はやく夜が明けてほしい、と思っているうちに〔眠り夢を見た〕、鬼が早くも一口で女を食べてしまった。

 

 

 

 

 

女は「あっ」と言ったが、雷の音で男は気が付かなかった。

 

 

 

 

次第に夜が明けて、男が見ると、連れてきた女は消えていた。

地団太ふんで、悔し泣きしたが、どうにもならなかった。

男は歌を詠んだ。

 

白玉か 何ぞと人の 問ひしとき

露とこたへて 消えなましものを

 

「霊(ひ)の玉じゃないの」と 女がおびえた時

一緒にあの世に 消えてしまえば良かったのに

 

この話は、二条の后〔高子〕がいとこの女御〔藤原明子〕の御許〔染殿〕に宮仕えのように寄寓しておられたが、美人であられたので、〔業平が〕盗んで背負って逃げたのを、兄の堀川の大臣〔基経〕と太郎〔長男〕国経〔後の大納言〕がまだ下臈(げらふ)にて〔官位が低い頃で〕、宮中へ参内する途中で、ひどく泣く人の声を聞き、つかまえて連れ帰った。

 

その働きを鬼に例えたのだ。

まだとても若くて、后が普通の身分でおられた時のことだとか。

 

 

二条の后と鬼〔伊勢物語 6段〕

 

 

この話は「女をさらって、地獄に落ちる世界」をイメージし、女を地獄の鬼に奪われる話だ。

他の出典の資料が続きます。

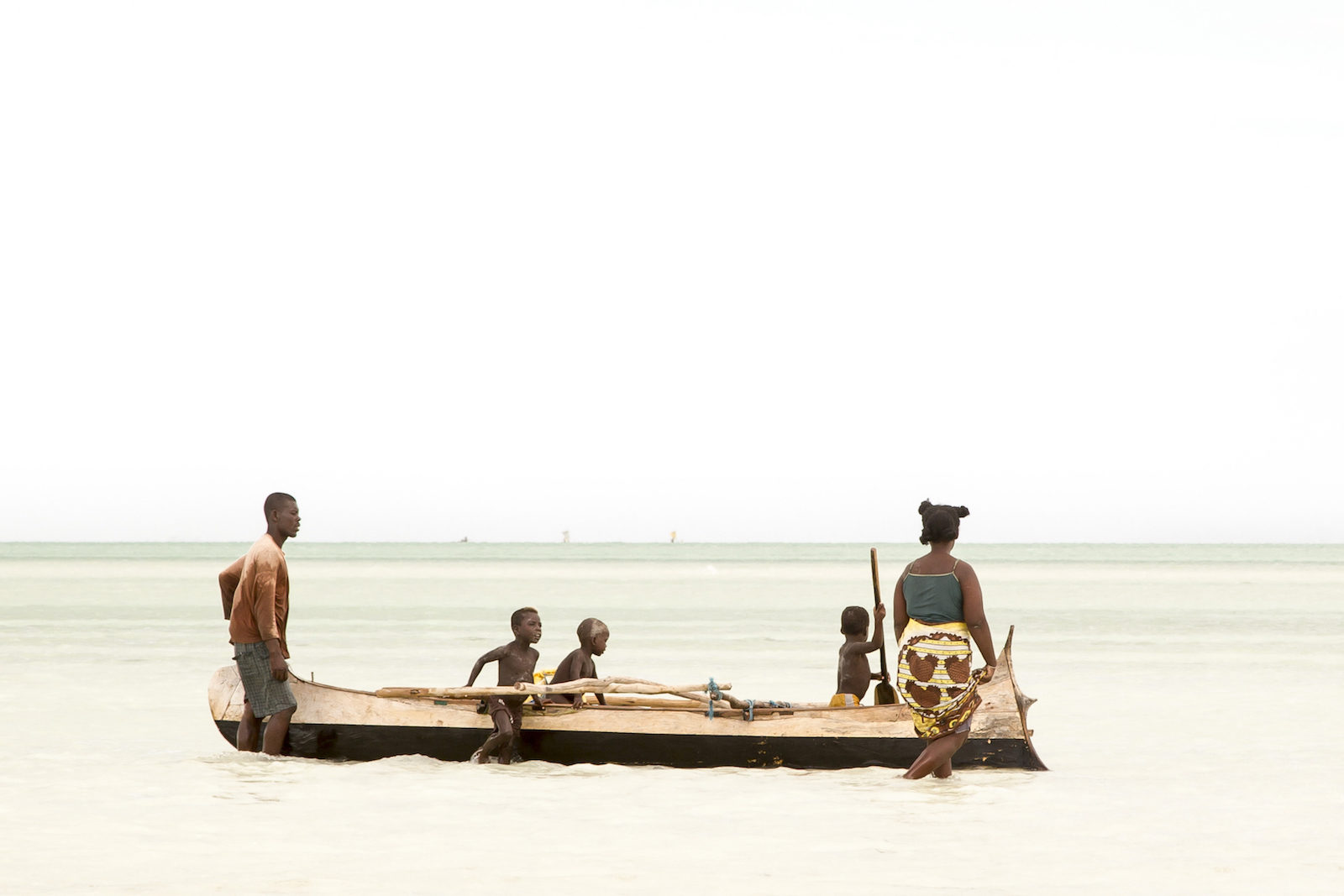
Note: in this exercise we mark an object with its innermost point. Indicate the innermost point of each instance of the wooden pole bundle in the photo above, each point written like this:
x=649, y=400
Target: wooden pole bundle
x=580, y=685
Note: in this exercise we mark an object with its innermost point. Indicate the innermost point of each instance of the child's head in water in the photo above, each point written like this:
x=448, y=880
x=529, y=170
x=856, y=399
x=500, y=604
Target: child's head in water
x=593, y=636
x=853, y=621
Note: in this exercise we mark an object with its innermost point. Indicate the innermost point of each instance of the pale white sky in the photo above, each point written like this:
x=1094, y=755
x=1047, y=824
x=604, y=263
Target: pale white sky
x=743, y=270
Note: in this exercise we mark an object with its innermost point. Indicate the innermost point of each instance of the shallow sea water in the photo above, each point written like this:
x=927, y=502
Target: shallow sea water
x=1184, y=710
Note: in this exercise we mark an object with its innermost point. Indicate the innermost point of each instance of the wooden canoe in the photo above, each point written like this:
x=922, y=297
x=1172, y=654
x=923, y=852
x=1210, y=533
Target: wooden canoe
x=343, y=725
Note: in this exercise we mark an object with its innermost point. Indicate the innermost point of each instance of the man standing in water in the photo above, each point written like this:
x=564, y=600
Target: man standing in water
x=255, y=595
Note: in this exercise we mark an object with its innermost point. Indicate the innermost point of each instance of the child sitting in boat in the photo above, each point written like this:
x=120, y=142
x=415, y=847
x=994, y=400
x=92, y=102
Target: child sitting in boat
x=593, y=634
x=853, y=673
x=517, y=663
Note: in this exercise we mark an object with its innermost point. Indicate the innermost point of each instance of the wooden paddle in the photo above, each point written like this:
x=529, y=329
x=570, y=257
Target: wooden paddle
x=884, y=694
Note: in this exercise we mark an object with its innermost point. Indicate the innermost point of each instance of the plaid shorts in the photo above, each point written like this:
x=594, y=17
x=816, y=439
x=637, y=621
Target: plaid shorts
x=265, y=694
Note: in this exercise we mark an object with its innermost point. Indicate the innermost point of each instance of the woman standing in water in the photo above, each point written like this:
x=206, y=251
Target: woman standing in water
x=938, y=610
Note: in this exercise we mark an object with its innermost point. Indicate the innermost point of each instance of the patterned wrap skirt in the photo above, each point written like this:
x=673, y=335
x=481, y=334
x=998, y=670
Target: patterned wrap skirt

業平は武官の仕事が多かったから、この段の男は彼の様装に似せて「弓、胡簶を負ひて」と書かれた。

「草のうへに」なぜ露があるのか。

「いと暗き」中で、「夜もふけ」たら、露は見えない。

だから、露は「霊の魂」を暗示している。

「白い怪しい光」を思わせる。

この歌は新撰集〔358〕に「よみ人知らず」として書かれている。

これは多美子が作った歌だと考えられる。

 

権力者の藤原基経や国経に対し普通の人は、「下臈」の言葉は使わない。

だからこの筆者は極めて位の高い人だったと推察できる。

当てはまる人は数少ない。

すなわち、女御で正三位に昇った多美子だからこそ、若い基経らを「下臈」と呼べる訳である。

多美子が基経らを嫌っていたことも関係がある。

「いとこの女御」とは高子の父が長良で、その弟〔良房〕の娘が女御・明子(めいし)という関係を言う。

 

 

 

『伊勢物語』人物関係図

 

 

 

多美子は、二条の后と業平の関係を、略奪結婚と駆け落ちのお伽話の形で描いている。

現実ばなれはしているが、業平と高子の恋の異常さは印象づけられる。

しかも、この段では太郎国経という実名が示されている。

また、二条の后と「いとこの女御」、「堀川の大臣」という職名により、高子と基経と明子の名前が分かる仕組みになっている。

お伽話風になっているけれども、これでは読者が本当の話だと錯覚しやすい。